Роблес резким движением закрыл глаза руками. Стемнело. В кабинет со всех концов города доносился многообразный, насыщенный, хотя и глухой шум. Голоса перекрывал учащающийся грохот ракет. Праздновалась годовщина Клича. В одиннадцать часов Федерико вышел из конторы, лавируя между кучками пьяных, гуляющих и детей, бросающих шутихи, добрался до своего автомобиля и поехал к себе, в Лас-Ломас. В гостиной было темно, Федерико позвал жену и, не услышав ответа, поднялся в спальню, где горел свет. Норма лежала на кровати в шелковом с кружевами дезабилье. Она едва повернула к нему голову.
В облике обоих, мужа и жены, стерлись случайные черты и обозначилось главное, определяющее: покрасневшие глаза, страдальческая гримаса, обмякшее тело Нормы; плотная фигура, судорожно сжатые руки, древние глаза Роблеса.
У Нормы вырвался глухой, подавленный стон — тоскливое прощание с той, навсегда оборвавшейся, жизнью, о которой все говорило в этой роскошной спальне — обитые атласом стены, оправленное в золотую раму зеркало, красные ковры.
— И этот дом мы тоже теряем? — сдавленным голосом спросила Норма. — Не лги мне! И дом тоже?
Федерико новым взглядом окинул комнату. Его грузная, словно свинцом налитая фигура была в ней уже чужой. Цвет ковра вызывал тошноту: казалось, из этого красного пятна выступают все те же тела, те же два лица.
— Тоже.
Норма царапнула ногтями по подушке:
— И что же ты собираешься делать? Будем жить подаянием или как? Скажи мне!

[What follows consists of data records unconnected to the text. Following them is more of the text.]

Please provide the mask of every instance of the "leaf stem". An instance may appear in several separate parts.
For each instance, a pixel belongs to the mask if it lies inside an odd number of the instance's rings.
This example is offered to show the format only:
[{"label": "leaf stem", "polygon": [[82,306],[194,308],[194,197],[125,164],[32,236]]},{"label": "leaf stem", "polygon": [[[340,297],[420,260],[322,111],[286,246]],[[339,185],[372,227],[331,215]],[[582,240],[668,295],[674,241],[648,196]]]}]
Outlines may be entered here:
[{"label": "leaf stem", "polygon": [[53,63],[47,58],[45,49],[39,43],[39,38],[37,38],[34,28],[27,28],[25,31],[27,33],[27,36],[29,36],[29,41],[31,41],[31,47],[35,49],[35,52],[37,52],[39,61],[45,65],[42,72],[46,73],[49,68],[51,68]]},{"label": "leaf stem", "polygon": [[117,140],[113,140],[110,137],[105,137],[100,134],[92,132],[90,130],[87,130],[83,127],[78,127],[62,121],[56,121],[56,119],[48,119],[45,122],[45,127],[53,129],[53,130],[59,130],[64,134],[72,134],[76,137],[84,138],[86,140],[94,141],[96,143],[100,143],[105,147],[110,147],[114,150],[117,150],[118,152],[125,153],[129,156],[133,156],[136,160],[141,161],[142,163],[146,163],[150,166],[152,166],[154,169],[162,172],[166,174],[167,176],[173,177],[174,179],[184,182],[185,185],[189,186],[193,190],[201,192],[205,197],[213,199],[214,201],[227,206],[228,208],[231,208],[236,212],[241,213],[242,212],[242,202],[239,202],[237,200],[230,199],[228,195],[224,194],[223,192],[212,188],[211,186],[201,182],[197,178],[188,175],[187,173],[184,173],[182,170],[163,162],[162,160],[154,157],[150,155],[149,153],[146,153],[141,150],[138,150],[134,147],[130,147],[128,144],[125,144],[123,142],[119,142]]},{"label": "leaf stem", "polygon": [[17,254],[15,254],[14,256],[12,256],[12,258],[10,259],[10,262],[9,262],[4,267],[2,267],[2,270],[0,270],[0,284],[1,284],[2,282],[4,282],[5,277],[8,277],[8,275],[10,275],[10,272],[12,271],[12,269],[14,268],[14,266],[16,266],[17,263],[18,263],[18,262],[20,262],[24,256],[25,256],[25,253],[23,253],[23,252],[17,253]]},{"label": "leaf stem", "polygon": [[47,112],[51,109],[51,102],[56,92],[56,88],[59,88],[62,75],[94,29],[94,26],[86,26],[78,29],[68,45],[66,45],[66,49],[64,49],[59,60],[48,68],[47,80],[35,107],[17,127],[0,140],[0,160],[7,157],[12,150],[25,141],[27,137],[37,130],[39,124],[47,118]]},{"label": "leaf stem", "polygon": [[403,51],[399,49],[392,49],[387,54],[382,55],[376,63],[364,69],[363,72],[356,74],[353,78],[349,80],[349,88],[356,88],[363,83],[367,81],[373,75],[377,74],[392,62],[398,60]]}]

— Это дело временное. Мы снова встанем на ноги. — Слова сами собой срывались у Роблеса с языка; в глубине души он чувствовал отвращение к тому, что они означали, и порыв к разрушению и к новой встрече с миром, зародившийся под влиянием голосов, воспоминаний и одиноких раздумий последнего дня. Из каменной глыбы выскользнула змейка: Роблес поднял указательный палец.
— Дай мне драгоценности.
— Ха-ха! — Норма приподнялась на кровати; под рубашкой обозначились острые груди, на шее запульсировала жилка. — А дальше что? Поступлю в кафешантан? Или, может, откроем швейную мастерскую на дому?
— Не кричи. Услышит прислуга.
— Представь себе, и прислуги нет. — Норма скрестила руки и, скривив рот, оглядела Федерико с ног до головы. — Повариха уехала на праздник к себе в селение, у Розы умирает мальчишка. А ты даже не пришел побыть со мной… — Она уронила голову. — Я себе места не находила от злости и одиночества.